Je pense que je ne pourrais jamais reconstituer ma vie de manière linéaire, ma mémoire fonctionnant principalement par associations, chaque idée en évoquant une autre associée dans un espace ou le temps n’est qu’un vecteur parmi tant d’autres et ou les souvenirs se noient parmi d’autres idées. Un goûter de mon enfance peut tout autant aboutir sur des réflexions sur la conception des avions qu’à des souvenirs antérieurs ou des pensées sur des évènement hypothétiques. Certains y verront sans nul doute un manque de discipline, mais je ne pense pas qu’une narration linéaire de ma vie ait un réel intérêt.
Lorsqu’on a un petit nombre d’éléments à gérer, nul besoin de statistiques, on comprend le problème en entier, mais rares sont les choses sont qui sont suffisamment simples pour tomber dans ce cas. La somme des expérience et des pensées d’une personne n’entre clairement pas dans cette catégorie. Alors on on synthétise, on se souvient du meilleur et du pire, des extrema. Considérer quelque chose par ses deux bornes est un modèle simple, on définit le royaume par son mendiant et son roi. À travers un tel prisme, les souvenirs d’une vie peuvent devenir un récit dramatique ou épique.
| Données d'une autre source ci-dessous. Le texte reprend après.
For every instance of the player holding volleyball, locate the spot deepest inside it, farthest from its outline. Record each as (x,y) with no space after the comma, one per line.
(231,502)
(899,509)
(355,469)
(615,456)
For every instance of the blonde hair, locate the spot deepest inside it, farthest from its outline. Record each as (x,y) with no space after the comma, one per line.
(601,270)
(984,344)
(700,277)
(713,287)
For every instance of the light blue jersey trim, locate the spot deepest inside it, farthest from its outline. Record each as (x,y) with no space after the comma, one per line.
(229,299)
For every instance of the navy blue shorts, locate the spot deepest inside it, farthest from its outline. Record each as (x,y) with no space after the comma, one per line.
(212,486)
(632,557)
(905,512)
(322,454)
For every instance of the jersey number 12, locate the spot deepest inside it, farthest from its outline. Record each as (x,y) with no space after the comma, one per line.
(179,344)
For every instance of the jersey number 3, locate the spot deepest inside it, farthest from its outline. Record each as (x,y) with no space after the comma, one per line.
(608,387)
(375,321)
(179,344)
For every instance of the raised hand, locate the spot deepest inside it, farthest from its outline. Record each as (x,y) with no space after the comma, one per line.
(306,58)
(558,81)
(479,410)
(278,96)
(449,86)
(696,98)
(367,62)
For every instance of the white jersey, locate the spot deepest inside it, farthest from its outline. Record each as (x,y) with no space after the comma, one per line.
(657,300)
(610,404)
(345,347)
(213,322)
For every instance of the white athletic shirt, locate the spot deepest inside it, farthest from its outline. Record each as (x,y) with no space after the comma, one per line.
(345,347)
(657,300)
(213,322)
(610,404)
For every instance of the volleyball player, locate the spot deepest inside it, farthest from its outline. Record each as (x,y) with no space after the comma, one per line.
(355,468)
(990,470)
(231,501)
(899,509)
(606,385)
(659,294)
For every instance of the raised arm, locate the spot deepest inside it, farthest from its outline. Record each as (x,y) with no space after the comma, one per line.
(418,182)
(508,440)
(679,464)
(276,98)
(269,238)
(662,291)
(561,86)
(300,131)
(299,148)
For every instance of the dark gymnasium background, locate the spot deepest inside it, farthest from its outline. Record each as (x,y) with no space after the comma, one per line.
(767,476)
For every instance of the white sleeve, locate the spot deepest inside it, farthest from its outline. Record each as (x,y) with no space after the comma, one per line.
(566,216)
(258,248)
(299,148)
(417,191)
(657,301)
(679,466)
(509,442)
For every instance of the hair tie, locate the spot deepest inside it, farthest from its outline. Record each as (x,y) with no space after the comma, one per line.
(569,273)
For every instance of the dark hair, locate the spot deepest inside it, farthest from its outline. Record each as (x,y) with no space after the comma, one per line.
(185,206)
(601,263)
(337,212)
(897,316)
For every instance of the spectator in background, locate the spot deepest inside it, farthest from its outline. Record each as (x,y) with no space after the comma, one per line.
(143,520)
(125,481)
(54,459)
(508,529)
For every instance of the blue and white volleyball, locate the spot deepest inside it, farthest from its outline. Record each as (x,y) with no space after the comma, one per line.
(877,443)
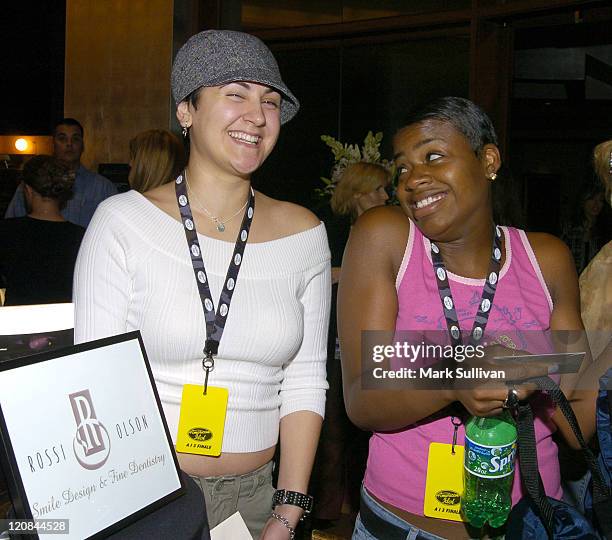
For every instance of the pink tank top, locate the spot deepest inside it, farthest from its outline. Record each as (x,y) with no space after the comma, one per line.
(397,463)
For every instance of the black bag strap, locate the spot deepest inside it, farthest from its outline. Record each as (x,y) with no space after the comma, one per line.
(530,473)
(602,495)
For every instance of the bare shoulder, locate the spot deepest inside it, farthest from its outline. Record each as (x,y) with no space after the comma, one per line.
(164,197)
(550,251)
(287,218)
(380,236)
(386,224)
(556,262)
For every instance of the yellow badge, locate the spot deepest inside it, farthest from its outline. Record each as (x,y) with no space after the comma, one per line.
(444,485)
(202,420)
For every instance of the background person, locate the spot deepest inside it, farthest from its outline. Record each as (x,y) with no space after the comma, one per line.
(343,448)
(591,228)
(446,156)
(89,188)
(39,250)
(156,157)
(136,271)
(596,280)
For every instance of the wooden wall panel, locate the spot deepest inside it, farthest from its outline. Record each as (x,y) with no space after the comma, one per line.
(117,80)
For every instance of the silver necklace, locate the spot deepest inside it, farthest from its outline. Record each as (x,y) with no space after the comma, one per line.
(219,223)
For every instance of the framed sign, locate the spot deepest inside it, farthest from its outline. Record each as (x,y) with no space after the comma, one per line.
(84,438)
L’esprit n’aime pas la moyenne: on oublie la routine, les jours normaux, mais peu à peu on réalise que le quotidien est important, et on cherche à l’améliorer: la moyenne devient le but à atteindre, ou la barre à relever. Banale, la moyenne n’en devient pas moins le centre de toutes les attentions, le sujet des discours des politiques. Certains iront même jusqu’à parler d’écart type ou de distribution gaussiennes. Un récit parlera de norme sociale, de codes et des déviations mineures. Pour moi Proust tombe dans cette catégorie.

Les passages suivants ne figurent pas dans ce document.